The changing AI landscape – A fireside chat with Dan Teodosiu and Mohan Mahadevan

Everyone's talking about AI - and for good reason. At Balderton, we’ve long been excited about the potential for AI and have a number of investments in the field.

At our latest portfolio webinar, our Executive In Residence Dan Teodosiu sat down with Mohan Mahadevan, Chief Science Officer at Tractable, for a fireside chat on the evolution of AI - including the paradigm shifts in machine learning, and how foundational models have changed the current AI landscape.

Mohan holds a PhD in Theoretical Physics and has over 24 years of experience developing ML and Computer Vision systems. Before Tractable, he was leading Machine Learning and Computer Vision research at Onfido, Amazon, and KLA-Tencor.

The big shift in the last few years is from representation learning to representation tuning.

I) What have the key evolutions in machine learning been?

Over the last 25 years, there have been four main shifts in machine learning paradigms:

  1. In the late 90s, we used to handcraft features and do a lot of signal processing or other classical methods to generate features, and then pick the best decision boundary method (such as SVMs, decision trees etc). This depended a lot on non-scalable individual ingenuity to create impactful, interpretable, correctable and elegant solutions.
  2. From about 2000 to 2013 or so, we evolved to generalised feature extractors like SIFT, specialised methods to make ML models robust and capable like gradient boosted trees, out of distribution detection and correction, and specialised pipeline composition for high performance ML in production - what we might call hand-crafted Neuro-symbolic AI.
  3. From 2013-2018 or so, deep learning methods jointly optimised feature engineering and decision boundaries directly from data in extremely capable ways. This was driven by large data sets, large models and large and fast computation. This era included all kinds of developments such as RNNs, LSTMs, Resnet backbones, Mask RCNNs and Deep RL (Alpha Go) etc. This was the era of trying to build good underlying data representations.
  4. We had the first glimpses of foundational models by 2017-2018 (“Attention is all you need” [2017]) and the first useful zero shot and few shot methods. From about 2019, the norm of building ML models changed to mostly start with transformers based foundational models in NLP and CV and use the embeddings to build out a solution. The transformers discover and use long range correlations very effectively and multiple transformer layers can build multiple levels of hierarchy with large models becoming immensely capable.We moved away from representation learning and toward representation tuning.

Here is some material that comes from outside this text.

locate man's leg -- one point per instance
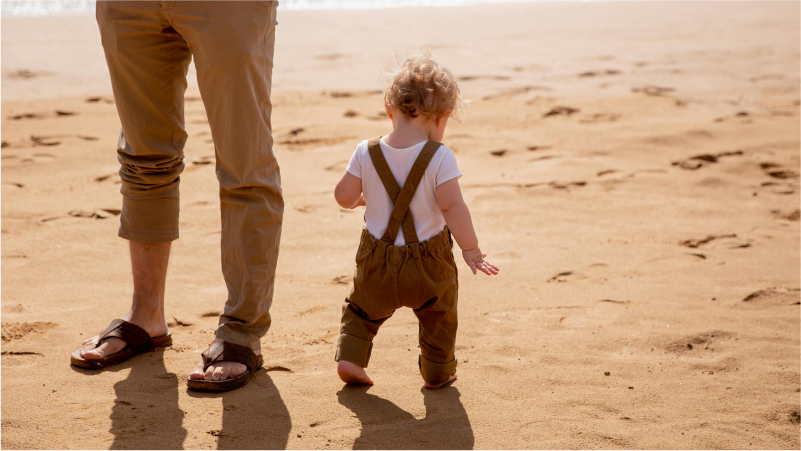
(149, 265)
(233, 43)
(147, 62)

Hypercharge this, and we get to GPT.

But throughout all this evolution, one thing remains unchanged: the value of data. One can only build on top of these models if well curated, “right” data in the “right” volumes is available. Foundational models have not changed the value of the data moat.

Data has always been a moat. Data will continue to remain a significant moat, and foundational models have not changed the value of it

II) What are some key recommendations for building applications?

  1. You have to build applications on top of foundational models, else you are likely to quickly fall behind in performance, robustness of representation and breadth and depth in capability.
  2. You have to be able to respond fast to adopt newer larger and more capable models as they get released. The speed and automation in experimentation with newer models is more critical than ever. Think modularly to take advantage of the best foundational models, while staying independent of a particular foundational model.
  3. The quality of the data and labels used to fine tune systems or evaluate new model capability is important. As we move towards fine tuning from well learnt data representations, it is important to not lead these representations astray with noisy data. The right data is more important than more data.
  4. Stay on top of your compute cost budget: processing power is expensive. For products that were perhaps using CPUs in the cloud, there is now no alternative but to use GPUs or TPUs or other expensive cloud compute machines.
  5. Robust evaluation and performance measurement frameworks are important. A robust evaluation criteria is also important, both in a sandbox setting and in production. It must provide the right metrics and the design of corrective actions, exception handling and active learning loops. MLOps development is indispensable.

For all of the above, the importance of the data moat has become even more significant. Modelling based on public data offers no moat. We are specifically referring to private data being the moat here. The relevant questions are: How do you bootstrap to get this data? How quickly can you get to a reasonable and representative volume? How do you measure and maintain the quality of the private data and labels?

III) How can companies and teams adapt and stay on top of things?

This is a tough environment with so many researchers and so much happening in the world of AI and foundational models. You have to assume that LLMs are going to evolve and evolve rapidly, e.g. representation with multimodalities (images, videos, audio, text) or the latest foundational models in computer vision (e.g. SAM) just released by Meta.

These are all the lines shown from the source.